Viele Der mehr als 100 Hardwareentwickler dort haben gearbeitet wie
Bastler.
Und nein, das war keine kleine Bastelbude, sondern ein recht bekannter
Hersteller für Industrieelektronik. Ein sehr erfolgreicher übrigens. Mit
Umsätzen im dreistelligen Millionenbereich.
Mir fallen auf Anhieb 3 weitere Firmen ein, die ähnlich arbeiten. Eine
davon produziert auch Sicherheitstechnik. Ja, auch mir wird bei dem
Gedanken schlecht.
In Summe:
Es ist NICHT selbstverständlich, dass nach sauberen Prozessen gearbeitet
wird! Die genannten Punkte sind nicht selbstverständlich!
Würde ich das einigen ehemaligen Kollegen vorlegen, sie würden darüber
höchstens lachen.
Darum ist der Artikel sinnvoll. Auch wenn das Niveau nicht einer SIL3-
Entwicklung nach dem V-Modell entspricht, oder einer Entwicklung im
Medizinbereich.
Schöne Liste, danke für die Aufstellung.
Eine wichtige Eigenschaft des Produktes fehlt noch (es sei denn der
Artikel richtet sich ausschließlich an Entwicklungsabteilungen).
Der Verkaufspreis. Diese eigentlich simple Zahl besteht aus vielen
Komponenten. Ein Artikel würde wohl nicht ausreichen alle zu
beschreiben.
Herstellungskosten, Entwicklungskosten, Marktpositionierung,
Wiederverkäuferrabatte, Werbeaufwendungen Garantieleistungen,
Skalierungsgewinne usw. usf. .
Alle muss man berücksichtigen. Einem Entwickler fällt das meist schwer
da es keine Eigenschaften sind die man so oder so parametrieren kann.
Es ist eher eine Kunst und man hat mit Leuten zu tun die a.) keine
Ahnung vom eigenen Metier haben und die es b.) auch null interessiert.
Holger schrieb:> Oder kann mir evt. jemand -zumindest stichwortartig- bei dieser> Projektplanung behilflich sein?> Anforderungen an Zielgruppe,
Holger will die LED blinken sehen.
> Genauigkeit,
Blinkfrequenz 1 Hz ± 100% ?
> Lebensdauer, Laufzeit
Minuten
> Zuverlässigkeit
Aus Fehlern lernt man!
> Die interessantesten und wichtigsten Informationen liegen oft (noch) nicht vor.
"Blink" und "LED" wurden erwähnt, aber nicht, ob 555 oder µC. Schäm
dich!
> wichtige mechanische Produkteigenschaften
Breadboard?

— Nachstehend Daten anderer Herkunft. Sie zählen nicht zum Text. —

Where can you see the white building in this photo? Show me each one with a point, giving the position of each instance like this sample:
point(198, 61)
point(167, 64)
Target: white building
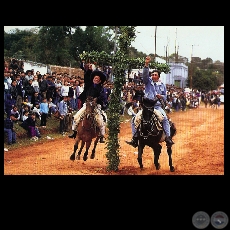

Lochraster?
> Den Endbenutzer (im weitesten Sinn)
Bist du selber.
> oder zumindest unbeteiligte Personen möglichst früh einbeziehen
Hier im Forum waren wir eigentlich unbeteiligt ...
> Simulationstools nutzen
Hmm ...
> Wer
Holger
> fertigt wo
in seiner Bude
> und wann
bald
> das Produkt und die Prototypen in welchen Stückzahlen?
1; 0
> „Right on the first try“ funktioniert nur bei nicht innovativen, simplen und
überdimensionierten Schaltungen wirklich.
Da haben wir ja Glück gehabt.
> Testbarkeit im Entwicklungsprozess fest einplanen
Gehäuse weglassen, damit man mit dem Multimeter drankommt.
> Ist genügend Messausrüstung vorhanden
Musst du selber wissen. Wieviele GHz schafft dein Oszilloskop?
> Erhältlichkeit der Komponenten in der benötigten Stückzahl von Anfang an
berücksichtigen.
Hast du überhaupt eine LED?
> Nicht vergessen, dass die allermeisten Produkte ... nur auf dem Schreibtisch im
klimatisierten Büro funktionieren müssen
Kreativ zitiert. ;-)
> VOR Start der Entwicklung muss klar sein, welche Normen gelten.
Gar keine. Oder willst du es in den Quick&Dirty-Thread schaffen?